His boss Zephyr Amir - who authored a book, Supreme Persian Carpets - was then one of the most famous carpet dealers in town.
"He had two Rolls Royces, two Mercedes and a Honda and was very charismatic. He dealt with ambassadors, bankers and all sorts of high-end clients," he recalls.
From Mr Amir, he learnt a lot - not just about carpets but also salesmanship and grooming.
Sometimes, he would travel with him on buying trips to places like Pakistan and Iran before the revolution in 1979.
"I was very curious. I read a lot of books, grilled carpet repairers and asked people so many questions that they avoided me. I found it intriguing and fascinating," he says.
A question about how to tell the origins of carpets gets him animated.
"You have to look at the design, the colours used, whether it's made of wool or silk, and if it's wool, is it wool from the north or the south? You have to look at the type of knots used... Only then can you more or less come to a conclusion."
At 25, he got married; his wife Sheila worked at an accessories shop at the Mandarin Hotel in Orchard Road.
"In those days, the Japanese were kings of consumerism. They would walk into the shop where she was working, and take five Missoni scarves, 10 Gucci wallets," he says.
When a 300 sq ft shop unit in the hotel became available in 1985, his wife suggested that they strike out on their own.
Mr Hedger discussed the idea with his suppliers, who encouraged him and promised him that they would supply him carpets on consignment.
He plonked $8,000 into the business and recouped it within six months. Besides carpets, he also sold brassware and jewellery boxes.
When a second unit became available not long after, he and his wife started a boutique, Santini Collection, which sold Italian fashion and accessories.

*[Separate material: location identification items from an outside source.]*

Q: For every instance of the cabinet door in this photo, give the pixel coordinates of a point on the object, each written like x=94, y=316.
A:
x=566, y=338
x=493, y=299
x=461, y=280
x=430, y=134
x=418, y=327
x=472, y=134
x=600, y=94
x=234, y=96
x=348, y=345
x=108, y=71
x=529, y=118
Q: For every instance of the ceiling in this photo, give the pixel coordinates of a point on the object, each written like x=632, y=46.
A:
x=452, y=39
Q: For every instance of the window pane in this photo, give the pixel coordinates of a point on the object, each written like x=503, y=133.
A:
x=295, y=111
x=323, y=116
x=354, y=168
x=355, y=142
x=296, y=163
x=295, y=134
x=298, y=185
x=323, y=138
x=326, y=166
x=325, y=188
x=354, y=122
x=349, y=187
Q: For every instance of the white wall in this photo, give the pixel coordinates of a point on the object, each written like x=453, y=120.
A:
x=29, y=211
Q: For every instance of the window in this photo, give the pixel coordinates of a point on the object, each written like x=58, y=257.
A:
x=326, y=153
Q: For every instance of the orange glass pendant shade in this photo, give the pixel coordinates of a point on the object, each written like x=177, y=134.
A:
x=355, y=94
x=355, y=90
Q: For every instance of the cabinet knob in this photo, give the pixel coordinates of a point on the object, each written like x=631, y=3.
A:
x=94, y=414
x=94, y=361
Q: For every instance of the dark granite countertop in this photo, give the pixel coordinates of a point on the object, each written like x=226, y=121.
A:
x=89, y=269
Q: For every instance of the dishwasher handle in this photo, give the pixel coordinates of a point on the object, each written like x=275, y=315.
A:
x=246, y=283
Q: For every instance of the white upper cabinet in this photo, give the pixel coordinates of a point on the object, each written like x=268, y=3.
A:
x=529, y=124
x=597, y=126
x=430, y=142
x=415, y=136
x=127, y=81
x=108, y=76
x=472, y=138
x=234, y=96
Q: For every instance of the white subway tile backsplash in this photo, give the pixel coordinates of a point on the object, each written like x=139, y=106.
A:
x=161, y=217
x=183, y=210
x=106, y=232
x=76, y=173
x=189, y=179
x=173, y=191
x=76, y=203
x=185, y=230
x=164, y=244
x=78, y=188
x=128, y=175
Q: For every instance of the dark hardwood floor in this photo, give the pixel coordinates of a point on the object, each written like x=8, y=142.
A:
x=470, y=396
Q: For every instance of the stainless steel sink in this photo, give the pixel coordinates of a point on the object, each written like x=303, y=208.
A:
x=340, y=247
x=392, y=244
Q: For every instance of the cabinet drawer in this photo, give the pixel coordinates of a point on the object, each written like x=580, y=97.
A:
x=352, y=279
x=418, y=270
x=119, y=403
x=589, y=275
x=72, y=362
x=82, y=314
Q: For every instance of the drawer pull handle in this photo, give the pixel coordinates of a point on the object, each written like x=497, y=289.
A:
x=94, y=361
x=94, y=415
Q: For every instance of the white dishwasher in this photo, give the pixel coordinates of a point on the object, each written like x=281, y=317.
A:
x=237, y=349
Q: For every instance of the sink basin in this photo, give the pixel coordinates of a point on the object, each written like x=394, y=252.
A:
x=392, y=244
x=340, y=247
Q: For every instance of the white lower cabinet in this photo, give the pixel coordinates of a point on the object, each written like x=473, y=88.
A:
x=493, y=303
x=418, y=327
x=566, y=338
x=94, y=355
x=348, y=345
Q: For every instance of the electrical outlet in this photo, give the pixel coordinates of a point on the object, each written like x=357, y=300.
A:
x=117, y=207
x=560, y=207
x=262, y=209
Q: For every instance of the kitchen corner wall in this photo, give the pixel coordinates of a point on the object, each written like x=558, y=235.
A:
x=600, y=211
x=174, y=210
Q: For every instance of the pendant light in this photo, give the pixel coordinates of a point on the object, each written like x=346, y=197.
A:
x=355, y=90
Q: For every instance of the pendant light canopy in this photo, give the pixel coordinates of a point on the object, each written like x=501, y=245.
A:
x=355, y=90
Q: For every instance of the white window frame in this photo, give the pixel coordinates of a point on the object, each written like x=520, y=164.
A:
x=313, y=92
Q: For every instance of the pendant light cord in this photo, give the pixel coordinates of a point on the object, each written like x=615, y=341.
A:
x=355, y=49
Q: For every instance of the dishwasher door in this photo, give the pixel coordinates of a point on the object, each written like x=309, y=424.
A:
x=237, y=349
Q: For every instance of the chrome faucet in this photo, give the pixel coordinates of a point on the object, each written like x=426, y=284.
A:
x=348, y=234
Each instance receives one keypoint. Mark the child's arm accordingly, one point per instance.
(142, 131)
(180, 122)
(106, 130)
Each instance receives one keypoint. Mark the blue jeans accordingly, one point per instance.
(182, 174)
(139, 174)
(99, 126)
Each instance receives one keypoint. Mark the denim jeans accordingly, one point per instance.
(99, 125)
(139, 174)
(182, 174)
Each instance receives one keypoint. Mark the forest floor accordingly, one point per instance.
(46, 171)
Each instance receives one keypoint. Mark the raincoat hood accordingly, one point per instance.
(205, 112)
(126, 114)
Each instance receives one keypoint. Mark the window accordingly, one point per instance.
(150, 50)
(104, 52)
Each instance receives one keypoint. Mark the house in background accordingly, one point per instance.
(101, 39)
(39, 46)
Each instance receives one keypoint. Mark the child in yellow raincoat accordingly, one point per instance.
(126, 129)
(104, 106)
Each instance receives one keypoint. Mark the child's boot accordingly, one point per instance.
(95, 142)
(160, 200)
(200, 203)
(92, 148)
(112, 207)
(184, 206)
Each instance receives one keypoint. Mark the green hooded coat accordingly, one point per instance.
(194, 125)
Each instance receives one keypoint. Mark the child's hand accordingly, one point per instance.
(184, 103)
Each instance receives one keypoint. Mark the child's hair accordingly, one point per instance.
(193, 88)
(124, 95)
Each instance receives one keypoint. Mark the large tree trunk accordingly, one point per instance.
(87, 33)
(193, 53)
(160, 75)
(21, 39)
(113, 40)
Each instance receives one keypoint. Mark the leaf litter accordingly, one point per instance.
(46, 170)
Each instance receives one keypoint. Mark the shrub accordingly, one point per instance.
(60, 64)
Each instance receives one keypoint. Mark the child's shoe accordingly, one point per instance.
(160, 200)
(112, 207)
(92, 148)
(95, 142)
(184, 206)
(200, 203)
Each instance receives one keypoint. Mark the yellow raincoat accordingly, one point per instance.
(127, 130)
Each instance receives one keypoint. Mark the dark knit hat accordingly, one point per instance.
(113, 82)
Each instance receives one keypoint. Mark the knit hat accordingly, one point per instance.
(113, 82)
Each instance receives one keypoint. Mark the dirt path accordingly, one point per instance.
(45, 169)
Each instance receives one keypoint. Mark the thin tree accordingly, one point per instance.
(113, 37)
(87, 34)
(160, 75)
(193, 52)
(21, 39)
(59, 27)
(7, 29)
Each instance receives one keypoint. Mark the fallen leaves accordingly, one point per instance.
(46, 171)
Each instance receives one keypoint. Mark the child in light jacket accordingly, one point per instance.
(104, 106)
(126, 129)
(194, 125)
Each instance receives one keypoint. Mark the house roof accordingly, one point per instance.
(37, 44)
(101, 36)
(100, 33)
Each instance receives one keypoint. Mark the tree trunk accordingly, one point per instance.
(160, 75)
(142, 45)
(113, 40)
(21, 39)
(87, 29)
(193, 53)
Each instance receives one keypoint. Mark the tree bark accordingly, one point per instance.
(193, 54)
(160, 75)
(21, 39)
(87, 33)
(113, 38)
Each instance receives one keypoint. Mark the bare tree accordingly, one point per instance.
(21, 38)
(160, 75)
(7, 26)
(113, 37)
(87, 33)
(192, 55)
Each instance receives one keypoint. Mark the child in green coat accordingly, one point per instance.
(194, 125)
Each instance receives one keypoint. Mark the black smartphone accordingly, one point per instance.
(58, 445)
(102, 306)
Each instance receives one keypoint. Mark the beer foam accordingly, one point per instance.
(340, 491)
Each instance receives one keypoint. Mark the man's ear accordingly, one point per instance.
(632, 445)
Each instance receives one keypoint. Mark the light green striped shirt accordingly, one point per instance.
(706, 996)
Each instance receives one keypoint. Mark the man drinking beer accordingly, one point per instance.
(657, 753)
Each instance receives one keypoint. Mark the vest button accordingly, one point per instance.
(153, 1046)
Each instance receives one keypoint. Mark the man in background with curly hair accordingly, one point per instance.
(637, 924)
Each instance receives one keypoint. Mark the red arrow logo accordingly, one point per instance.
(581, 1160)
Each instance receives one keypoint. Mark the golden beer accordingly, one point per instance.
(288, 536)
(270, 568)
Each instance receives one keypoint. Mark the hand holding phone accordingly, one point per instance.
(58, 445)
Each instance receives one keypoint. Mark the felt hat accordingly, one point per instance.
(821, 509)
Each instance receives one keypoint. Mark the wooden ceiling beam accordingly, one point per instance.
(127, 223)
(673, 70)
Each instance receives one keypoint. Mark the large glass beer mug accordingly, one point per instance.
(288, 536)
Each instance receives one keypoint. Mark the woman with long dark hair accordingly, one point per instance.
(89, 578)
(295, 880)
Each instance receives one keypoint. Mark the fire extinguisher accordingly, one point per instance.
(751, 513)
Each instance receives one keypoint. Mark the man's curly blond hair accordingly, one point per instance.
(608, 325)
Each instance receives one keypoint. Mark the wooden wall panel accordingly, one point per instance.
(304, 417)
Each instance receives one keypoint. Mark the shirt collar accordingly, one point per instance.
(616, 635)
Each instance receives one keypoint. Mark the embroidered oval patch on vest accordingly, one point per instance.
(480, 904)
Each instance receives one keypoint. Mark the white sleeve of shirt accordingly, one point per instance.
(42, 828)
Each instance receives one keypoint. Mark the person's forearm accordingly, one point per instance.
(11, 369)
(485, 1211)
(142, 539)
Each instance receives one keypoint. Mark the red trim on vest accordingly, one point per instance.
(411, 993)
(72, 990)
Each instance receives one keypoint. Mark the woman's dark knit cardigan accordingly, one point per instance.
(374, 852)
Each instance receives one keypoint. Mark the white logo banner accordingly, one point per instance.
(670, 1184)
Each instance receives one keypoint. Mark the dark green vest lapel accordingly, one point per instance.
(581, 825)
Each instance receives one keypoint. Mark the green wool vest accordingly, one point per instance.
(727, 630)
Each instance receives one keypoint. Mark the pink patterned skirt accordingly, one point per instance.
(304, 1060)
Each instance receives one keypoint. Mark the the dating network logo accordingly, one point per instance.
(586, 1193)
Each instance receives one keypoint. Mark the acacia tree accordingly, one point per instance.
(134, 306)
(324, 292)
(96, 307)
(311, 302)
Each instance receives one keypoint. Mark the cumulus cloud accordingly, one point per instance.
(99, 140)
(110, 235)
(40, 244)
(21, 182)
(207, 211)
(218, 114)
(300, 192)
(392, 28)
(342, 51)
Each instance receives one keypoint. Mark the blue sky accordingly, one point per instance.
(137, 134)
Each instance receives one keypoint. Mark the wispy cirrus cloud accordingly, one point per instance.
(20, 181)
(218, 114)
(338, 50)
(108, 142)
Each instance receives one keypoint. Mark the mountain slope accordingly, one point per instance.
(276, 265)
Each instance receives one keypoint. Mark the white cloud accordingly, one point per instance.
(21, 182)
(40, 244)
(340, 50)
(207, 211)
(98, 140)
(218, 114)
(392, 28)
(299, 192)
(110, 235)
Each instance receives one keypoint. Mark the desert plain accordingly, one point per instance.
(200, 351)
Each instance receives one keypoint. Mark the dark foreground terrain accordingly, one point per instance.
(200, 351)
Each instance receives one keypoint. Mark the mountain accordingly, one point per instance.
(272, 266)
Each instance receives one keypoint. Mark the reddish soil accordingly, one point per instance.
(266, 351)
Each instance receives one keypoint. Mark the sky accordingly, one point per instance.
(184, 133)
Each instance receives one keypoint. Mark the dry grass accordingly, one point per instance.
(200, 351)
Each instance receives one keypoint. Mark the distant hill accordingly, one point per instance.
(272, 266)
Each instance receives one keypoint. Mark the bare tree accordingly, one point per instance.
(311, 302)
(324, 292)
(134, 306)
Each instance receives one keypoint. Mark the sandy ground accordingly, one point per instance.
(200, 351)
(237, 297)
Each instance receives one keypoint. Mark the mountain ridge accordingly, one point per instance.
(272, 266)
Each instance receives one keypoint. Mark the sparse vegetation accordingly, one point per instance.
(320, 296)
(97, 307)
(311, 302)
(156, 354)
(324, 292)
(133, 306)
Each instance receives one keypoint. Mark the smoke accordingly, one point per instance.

The Japanese economy, however, got into trouble in the early 1990s.
"Everything just dried up; it became a ghost town," he says.
The couple closed Santini. But Mr Hedger was convinced there was enough custom among the expatriate and other communities in Singapore to justify a bigger carpet shop.
Ignoring naysayers who said it was foolhardy, he upsized his carpet business and moved it to an 800 sq ft shop in Holland Village in 1991.
He decided to go into auctions, focusing on quality, variety and good prices.
"I'm a shy guy but I had to put on a tie and professionally beg," he says jocularly.
It was a turning point; the business boomed. He also organised classes on carpets for different groups to promote his business.
"From 1991 to 1997, we were on a roll. We sold nearly 300 carpets a month," he says.
There were some hiccups along the way. In 1993, their home off Holland Road was burnt down due to a short circuit.
Although no one was hurt, everything in his home was burnt, including his wedding and childhood photos.
"Thankfully I was insured," he says. "The incident taught me not to fuss about small things. We have to live life."
Mr Hedger rode out other bumps, including the terrorist attacks of Sept 11 in 2001 and the Lehman Brothers crash of 2008, over the years.
When rents in Holland Village became astronomical, he moved to his current premises - a 2,500 sq ft space in Dempsey - in 2007.
Because of what he has gone through, he has a soft spot for underprivileged children and youths at risk. He sits on the exco of The Gabrielites, the old boys' association of St Gabriel's.
He regularly donates carpets which are auctioned off to raise funds for the less fortunate not just at his alma mater, but also other institutions like Montfort, Boys' Town and Assumption Pathway.
Mr Hedger, whose sons are aged between 21 and 28, believes in treating people right.
His shop manager, Ms Alice Chong, has been with him for more than 30 years.
"She has only primary education but I forced her to learn the computer and other things. Today, she is the only Chinese woman in the carpet trade here. I'm the only Eurasian," he says with a guffaw.
Meanwhile, he has come to terms with his children's career plans.
"They're big enough to know what they want. Anyway, life is what you make of it, isn't it?"